Symptoms of penile cancer

Penile cancer doesn’t always present with symptoms. Still, symptoms are possible, so men who suspect any changes are urged to seek medical help. Some of the most common symptoms include:

  • Changes in color of the penis
  • Unexplained growths or sores
  • Discharge from the penis, including blood from the tip or under the foreskin
  • Unexplained pains
  • Lesions or rashes
  • Small, crusty bumps
  • Swelling of the penis or of lymph nodes in the groin area

Diagnosing penile cancer

In diagnosing penile cancer, doctors may ask questions about the patient’s age, overall health, symptoms and medical history. They may also perform a physical examination and, later, a diagnostic test. These may include a biopsy, X-ray, magnetic resonance imaging (MRI) or computed tomography (CT) scan. If the doctor thinks there’s a chance the cancer has spread to nearby lymph nodes, an inguinal (groin) lymph node dissection may also be ordered.

Once the results are in, doctor and patient should discuss what they mean and which treatment options would be appropriate.

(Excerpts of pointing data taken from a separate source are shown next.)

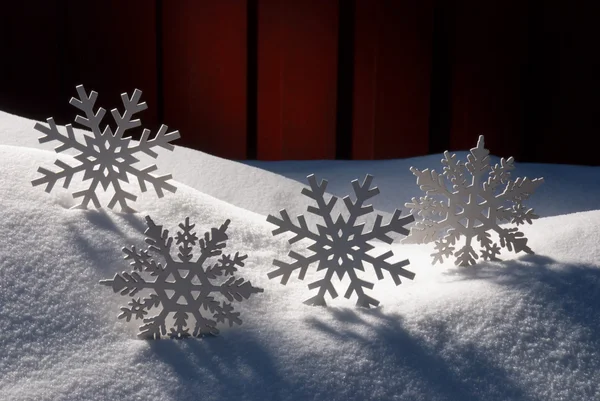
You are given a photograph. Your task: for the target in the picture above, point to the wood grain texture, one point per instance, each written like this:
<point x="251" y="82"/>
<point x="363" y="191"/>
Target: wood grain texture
<point x="204" y="68"/>
<point x="297" y="71"/>
<point x="392" y="78"/>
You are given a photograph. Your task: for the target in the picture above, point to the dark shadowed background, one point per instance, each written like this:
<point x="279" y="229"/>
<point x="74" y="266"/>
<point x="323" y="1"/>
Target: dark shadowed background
<point x="320" y="79"/>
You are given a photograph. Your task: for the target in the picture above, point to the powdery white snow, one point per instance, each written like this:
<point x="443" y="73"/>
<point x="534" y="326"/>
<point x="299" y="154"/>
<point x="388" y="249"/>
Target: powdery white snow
<point x="526" y="328"/>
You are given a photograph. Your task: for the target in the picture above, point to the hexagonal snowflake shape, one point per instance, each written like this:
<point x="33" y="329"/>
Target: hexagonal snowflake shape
<point x="182" y="287"/>
<point x="340" y="247"/>
<point x="470" y="200"/>
<point x="105" y="158"/>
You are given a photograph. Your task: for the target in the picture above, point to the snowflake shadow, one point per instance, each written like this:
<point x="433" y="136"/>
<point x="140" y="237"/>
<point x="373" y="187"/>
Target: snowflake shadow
<point x="241" y="365"/>
<point x="388" y="336"/>
<point x="103" y="221"/>
<point x="572" y="290"/>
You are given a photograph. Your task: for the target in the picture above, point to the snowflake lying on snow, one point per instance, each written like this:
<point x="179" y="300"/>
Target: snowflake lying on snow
<point x="182" y="287"/>
<point x="340" y="246"/>
<point x="106" y="157"/>
<point x="474" y="207"/>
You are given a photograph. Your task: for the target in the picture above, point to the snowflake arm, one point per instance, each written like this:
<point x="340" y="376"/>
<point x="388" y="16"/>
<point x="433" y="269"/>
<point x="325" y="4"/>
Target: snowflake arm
<point x="106" y="157"/>
<point x="339" y="245"/>
<point x="473" y="208"/>
<point x="142" y="261"/>
<point x="182" y="287"/>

Treatments for penile cancer

There are several types of treatment available for penile cancer, based on the type of cancer and its staging.

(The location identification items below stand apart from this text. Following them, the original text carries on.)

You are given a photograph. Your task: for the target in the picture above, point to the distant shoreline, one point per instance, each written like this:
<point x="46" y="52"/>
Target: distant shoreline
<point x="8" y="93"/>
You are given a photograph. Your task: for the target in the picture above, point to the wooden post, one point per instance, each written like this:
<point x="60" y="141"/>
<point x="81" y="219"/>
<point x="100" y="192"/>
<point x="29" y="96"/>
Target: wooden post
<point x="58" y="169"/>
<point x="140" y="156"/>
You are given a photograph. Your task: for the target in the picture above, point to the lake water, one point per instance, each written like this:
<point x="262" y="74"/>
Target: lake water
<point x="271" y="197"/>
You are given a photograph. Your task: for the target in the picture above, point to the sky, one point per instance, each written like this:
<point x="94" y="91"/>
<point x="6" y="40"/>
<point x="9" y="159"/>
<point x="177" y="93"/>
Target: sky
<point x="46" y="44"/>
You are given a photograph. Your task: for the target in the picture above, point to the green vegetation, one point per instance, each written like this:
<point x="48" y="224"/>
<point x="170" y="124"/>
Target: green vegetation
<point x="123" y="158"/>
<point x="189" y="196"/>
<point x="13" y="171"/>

  • Surgery is the most common treatment for all stages of penile cancer. Surgeries include the following types:
    • Mohs microsurgery. A surgeon cuts the tumor from the skin in thin layers. Using a microscope, each layer of skin is examined, looking for cancer cells. Layers of tissue continue to be removed until the surgeon reaches the point where no more cancer cells are found.
    • Laser surgery. Using a laser beam, a surgeon makes cuts into skin tissue to remove a tumor or surface skin lesion.
    • Cryosurgery. The surgeon uses a special instrument to freeze and destroy cancer cells.
    • Circumcision. This is a surgery that removes the foreskin from the penis, either partially or completely.
    • Wide local excision. This type of surgery cuts the cancer from the skin. Amputation of the penis. This is the surgical removal of all or part of the penis.
  • Radiation therapy uses high-energy radiation, such as X-rays, to target and destroy cancer cells. Radiation may be done either internally or externally.
    • With internal radiation, controlled radioactive materials—such as seeds or catheters—are placed in or near the cancer in order to kill the cancer cells.
    • With external radiation, a machine sends rays of radiation specifically to the parts of the body that need treatment.
  • Chemotherapy: With chemotherapy, doctors prescribe drugs, either injected or taken orally, to kill cancer cells. This is known as systemic chemotherapy and allows drugs to enter the bloodstream and reach the cancer cells.
    • For some types of penile cancer, chemotherapy drugs may be applied directly to the skin (known as topical chemotherapy).
  • Biologic therapy uses the body’s immune system to fight off cancer and is also referred to as immunotherapy.